My Russian lessons have been going very well, there was a moment in my last lesson when I was reading a text of 8 or 9 sentences and I was understanding it without having to think about it, and pronouncing it all without having to think about it, and then I started thinking “hey, I’m making progress here!” But then we started talking about cases and I realised I have a long, long way to go. But I have started looking at my own phrase books again, and started preparing little word cards to keep useful vocabulary fresh in my mind, so the inklings of motivation are bubbling up again.
We had the completely unofficial holiday of Old New Year (Stari-Novi-God). The Russian Church still observes the Julian calendar, so Christmas is celebrated on the 7th January and New Year on the 13th. Of course New New Year is a big thing in its own right now (being the officially sanctioned holiday throughout the Soviet period), so Old New Year has become a sort of quirky anachronism, that people celebrate in a jokey, ironic way, and it has developed its own set of traditions and customs. I am told these involve drinking lots of vodka, and discussing the meaning of life in a banya (a Russian bath-house), or at least watching a movie about people doing that.
The snow took a long time to melt, but melt it did – for a couple of days every pavement in Volgograd was deadly, although remarkably I have managed to get through the whole of this mini-ice-age without falling over once. I have done the sliding-waving-my-arms-around-trying-not-to-fall-over thing many times, but the grip on my new shoes has been true and my balance has been restored.

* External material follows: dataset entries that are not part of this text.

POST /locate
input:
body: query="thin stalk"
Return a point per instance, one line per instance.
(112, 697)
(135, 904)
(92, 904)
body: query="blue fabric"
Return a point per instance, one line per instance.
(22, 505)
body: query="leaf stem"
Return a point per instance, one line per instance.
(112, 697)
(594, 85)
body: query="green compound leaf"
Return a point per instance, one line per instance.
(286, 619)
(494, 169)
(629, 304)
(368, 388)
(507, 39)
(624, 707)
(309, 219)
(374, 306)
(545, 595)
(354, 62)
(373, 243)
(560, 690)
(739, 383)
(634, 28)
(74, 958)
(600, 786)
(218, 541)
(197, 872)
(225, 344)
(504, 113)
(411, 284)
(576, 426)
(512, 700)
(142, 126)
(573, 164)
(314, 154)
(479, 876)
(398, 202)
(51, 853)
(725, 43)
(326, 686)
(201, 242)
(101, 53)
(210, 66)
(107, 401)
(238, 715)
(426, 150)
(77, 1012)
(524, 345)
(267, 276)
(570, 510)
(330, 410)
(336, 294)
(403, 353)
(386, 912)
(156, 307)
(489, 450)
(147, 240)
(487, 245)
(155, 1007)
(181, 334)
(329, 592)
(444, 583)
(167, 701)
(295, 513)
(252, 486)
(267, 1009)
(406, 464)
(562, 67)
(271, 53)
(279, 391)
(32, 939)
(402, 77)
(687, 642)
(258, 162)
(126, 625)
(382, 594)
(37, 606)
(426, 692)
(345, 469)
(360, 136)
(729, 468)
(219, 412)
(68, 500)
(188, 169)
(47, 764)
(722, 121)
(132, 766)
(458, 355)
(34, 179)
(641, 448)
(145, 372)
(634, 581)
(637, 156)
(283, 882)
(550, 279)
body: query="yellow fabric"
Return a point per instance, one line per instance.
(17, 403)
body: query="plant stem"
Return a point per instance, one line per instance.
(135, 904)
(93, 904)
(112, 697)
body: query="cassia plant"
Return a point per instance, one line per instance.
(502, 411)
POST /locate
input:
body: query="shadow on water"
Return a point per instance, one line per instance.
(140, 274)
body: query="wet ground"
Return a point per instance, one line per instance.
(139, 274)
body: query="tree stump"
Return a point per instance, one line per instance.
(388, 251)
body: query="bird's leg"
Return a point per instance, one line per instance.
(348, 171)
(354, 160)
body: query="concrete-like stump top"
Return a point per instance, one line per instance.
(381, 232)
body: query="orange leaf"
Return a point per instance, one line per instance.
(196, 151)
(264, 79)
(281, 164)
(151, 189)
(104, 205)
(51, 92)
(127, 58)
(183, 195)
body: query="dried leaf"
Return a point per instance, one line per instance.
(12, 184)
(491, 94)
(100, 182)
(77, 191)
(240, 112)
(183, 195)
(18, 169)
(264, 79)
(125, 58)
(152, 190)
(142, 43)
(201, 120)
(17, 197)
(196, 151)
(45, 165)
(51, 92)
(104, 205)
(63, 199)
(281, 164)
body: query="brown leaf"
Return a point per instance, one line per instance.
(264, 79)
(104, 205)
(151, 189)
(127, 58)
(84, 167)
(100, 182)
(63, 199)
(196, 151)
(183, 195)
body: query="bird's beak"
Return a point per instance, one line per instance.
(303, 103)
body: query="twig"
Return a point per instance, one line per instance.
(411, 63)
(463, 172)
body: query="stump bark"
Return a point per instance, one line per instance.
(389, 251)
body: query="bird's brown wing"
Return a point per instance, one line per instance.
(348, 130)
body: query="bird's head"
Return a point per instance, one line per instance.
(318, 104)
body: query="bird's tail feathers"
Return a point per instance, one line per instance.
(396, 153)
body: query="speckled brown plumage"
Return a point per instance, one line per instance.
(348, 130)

And it seems to have been snowing non-stop again for the last couple of days. It hasn’t been heavy but it has been so continuous that the pavements and roads have whitened up again. And it was in this new snow that I saw a body today.

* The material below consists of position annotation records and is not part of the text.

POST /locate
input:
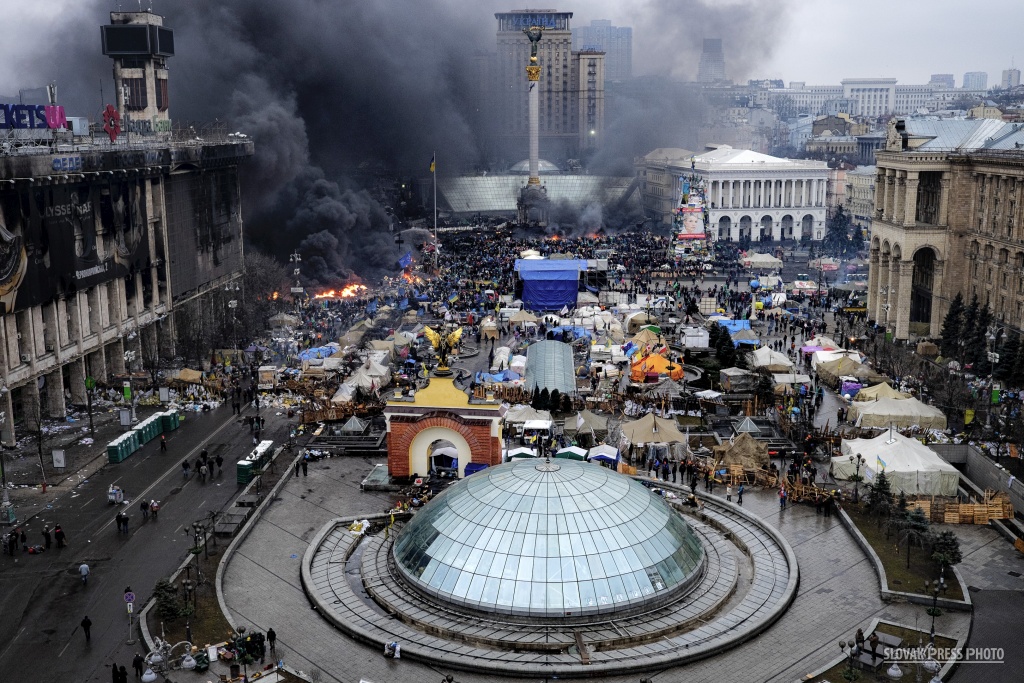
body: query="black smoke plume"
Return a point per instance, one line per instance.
(342, 96)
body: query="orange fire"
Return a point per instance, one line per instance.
(346, 292)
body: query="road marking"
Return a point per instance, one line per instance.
(173, 468)
(12, 642)
(69, 643)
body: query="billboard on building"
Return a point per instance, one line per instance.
(689, 222)
(57, 239)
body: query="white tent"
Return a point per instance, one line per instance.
(775, 361)
(909, 466)
(897, 413)
(761, 261)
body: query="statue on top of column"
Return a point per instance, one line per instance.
(535, 33)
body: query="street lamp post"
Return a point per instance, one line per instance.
(934, 587)
(856, 480)
(849, 674)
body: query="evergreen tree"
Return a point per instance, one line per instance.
(979, 340)
(837, 239)
(881, 495)
(952, 329)
(857, 241)
(1009, 357)
(945, 550)
(535, 401)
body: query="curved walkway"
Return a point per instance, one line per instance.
(838, 593)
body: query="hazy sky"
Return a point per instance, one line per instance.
(816, 41)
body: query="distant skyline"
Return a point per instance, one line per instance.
(819, 42)
(823, 41)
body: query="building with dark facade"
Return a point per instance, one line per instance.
(107, 230)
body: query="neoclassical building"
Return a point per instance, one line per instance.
(947, 219)
(750, 195)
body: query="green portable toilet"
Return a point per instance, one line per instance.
(245, 471)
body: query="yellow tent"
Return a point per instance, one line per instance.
(655, 364)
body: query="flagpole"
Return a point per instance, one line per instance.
(434, 173)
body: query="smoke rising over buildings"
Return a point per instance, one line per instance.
(332, 91)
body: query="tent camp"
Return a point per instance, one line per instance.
(846, 367)
(652, 367)
(523, 414)
(878, 391)
(770, 360)
(588, 423)
(757, 260)
(549, 285)
(909, 466)
(896, 412)
(744, 450)
(651, 429)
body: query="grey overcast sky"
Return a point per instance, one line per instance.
(815, 41)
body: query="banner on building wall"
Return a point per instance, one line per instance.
(689, 222)
(55, 240)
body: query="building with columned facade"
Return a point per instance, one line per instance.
(948, 219)
(750, 195)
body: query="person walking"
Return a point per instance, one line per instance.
(271, 639)
(138, 664)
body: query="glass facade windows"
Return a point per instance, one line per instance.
(520, 539)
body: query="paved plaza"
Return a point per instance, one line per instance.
(839, 591)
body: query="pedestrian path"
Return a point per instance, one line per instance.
(838, 593)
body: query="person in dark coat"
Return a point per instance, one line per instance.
(138, 664)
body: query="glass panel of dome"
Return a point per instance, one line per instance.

I’ve seen many people walking unsteadily due to the effects of alcohol, so it’s not at all surprising that someone might drink a few too many, lose their footing, and fall down face first on the pavement. The “Magnet” shop next to my building has a little store which to the best of my observation sells dead fish and draught beer. It’s effectively a fishmonger bar. And you can buy cheap alcohol from the Magnet supermarket itself, and this district seems to have a lot of people who have nothing else to do during their day but drink.
This is the second body I have seen but on balance the first one, I think, was just sleeping rough, when the weather was warmer. I may simply be trying to reassure myself, but he was thoughtfully lying in a verge so as not to block the thoroughfare. Today’s body was right in the middle of the pavement. There were a couple of people standing about 10 metres beyond him, looking concerned. There were two cars parked by the side of the road, again about 10 metres away, with more people standing there looking concerned. No one was approaching the body or trying to help him. Perhaps they already knew he was beyond help.
I don’t wish to be the kind of person who will walk past a body and pretend it isn’t there. I slowed down as I got closer and tried to ascertain what was going on. It was a middle-aged man with a military-style haircut, dressed in dark clothes. Rather half-heartedly, I asked the body, in English “are you ok?” I knew he wasn’t ok, and I knew it didn’t matter that I was speaking in English. He didn’t answer. I looked at the handful of people keeping their 10m distance. One of them gestured for me to walk on. Without any useful Russian words, I figured it was all I could really do. The man who gestured said something to me. I don’t know what, I think he mimed a telephone. I just shrugged the “I don’t really know what this is all about or what you’re saying to me” shrug, and carried on. I looked back a couple of times, the body didn’t move, the people didn’t move, perhaps they were waiting for the authorities. Perhaps the man was saying they had called an ambulance. I reached my block and could still see the body. I turned off the main street to the entrance areas.
Perhaps he was just unconscious and I am reading too much into the curiously distant bystanders. Perhaps an ambulance came and revived him and took him to hospital where he is receiving appropriate treatment. It would be nice to think so. But I fear this is a hopelessly optimistic interpretation of what I saw.